A tight U.S. labor market has kept applications for unemployment benefits close to record lows for the past two months, while workers calling in sick because of the Omicron variant of Covid-19 have increased pressure on employers.

Economists surveyed by The Wall Street Journal estimate that initial jobless claims, a proxy for layoffs, fell slightly to 200,000 for the week ended Jan. 8, from 207,000 the prior week. Initial claims and their four-week moving average—which smooths out volatility in the weekly figures—have in recent weeks continued to hover near their lowest levels since 1969.

Continuing claims, which provide an approximation of the number of people receiving benefits, have also dropped to levels last seen ahead of the pandemic.

The Omicron variant has pushed Covid-19 cases and hospitalizations in the U.S. to record highs, with economists predicting the wave is likely to cause a short-term slowing of economic growth.

People staying out of work because they are sick or fear getting sick has disrupted air travel, entertainment and other sectors of the economy while causing schools to temporarily move to remote learning.

“We are talking about absenteeism to a level where some businesses might not be able to operate—if you want to call absenteeism the new lockdown,” said Rubeela Farooqi, chief U.S. economist of High Frequency Economics.

Absenteeism—employees missing work unexpectedly—caused by Covid-19 is a particular challenge for smaller businesses that might not be able to afford the missed shifts, Ms.
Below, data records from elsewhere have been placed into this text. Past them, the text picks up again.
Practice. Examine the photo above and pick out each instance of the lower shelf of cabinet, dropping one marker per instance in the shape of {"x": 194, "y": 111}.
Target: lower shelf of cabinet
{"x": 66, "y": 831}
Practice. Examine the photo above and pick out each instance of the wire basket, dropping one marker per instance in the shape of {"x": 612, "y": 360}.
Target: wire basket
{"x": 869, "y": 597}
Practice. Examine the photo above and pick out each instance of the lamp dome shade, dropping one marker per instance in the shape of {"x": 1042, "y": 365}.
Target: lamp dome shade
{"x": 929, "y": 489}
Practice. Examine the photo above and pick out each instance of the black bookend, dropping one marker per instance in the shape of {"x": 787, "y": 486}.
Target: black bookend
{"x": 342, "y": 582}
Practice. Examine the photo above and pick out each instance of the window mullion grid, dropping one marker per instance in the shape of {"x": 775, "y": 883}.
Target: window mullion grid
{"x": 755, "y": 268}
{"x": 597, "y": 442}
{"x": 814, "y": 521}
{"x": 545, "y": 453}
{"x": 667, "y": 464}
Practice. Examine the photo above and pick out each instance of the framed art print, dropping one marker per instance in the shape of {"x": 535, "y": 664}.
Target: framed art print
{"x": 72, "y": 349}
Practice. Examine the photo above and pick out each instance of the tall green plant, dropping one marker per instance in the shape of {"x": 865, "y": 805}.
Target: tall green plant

Farooqi said. It could also potentially lead to the risk of layoffs at those smaller firms, she added.

“If you look at your corner pizza store that has already struggled with capacity constraints during Omicron, that is where the risk lies,” Ms. Farooqi said.

Ms. Farooqi said the pandemic’s impact on the overall economy has evolved over time, with the effect easing with each wave of cases. That is because businesses are striving to remain in operation despite the pandemic’s continued challenges, Ms. Farooqi said.

Tracy Wallace, owner of Peacock Wine Bar in Gilbert, Ariz., said she still doesn’t know what times her business will be busy since reopening in September 2020. She said her only choice during the pandemic’s surges has been to keep her business open as much as possible.

“I’ve had to quit watching and thinking about it because it was giving me a lot of anxiety and I could never plan anything.” Mrs. Wallace said, referring to the pandemic. “I had to just keep moving forward because otherwise I’ll just be stuck and not move anywhere.”

The tight labor market has left businesses short of enough workers at a time when consumer demand has been high. Workers are staying on the sidelines of the labor market and quitting jobs at record levels, putting pressure on employers to raise wages and enhance benefits to attract workers.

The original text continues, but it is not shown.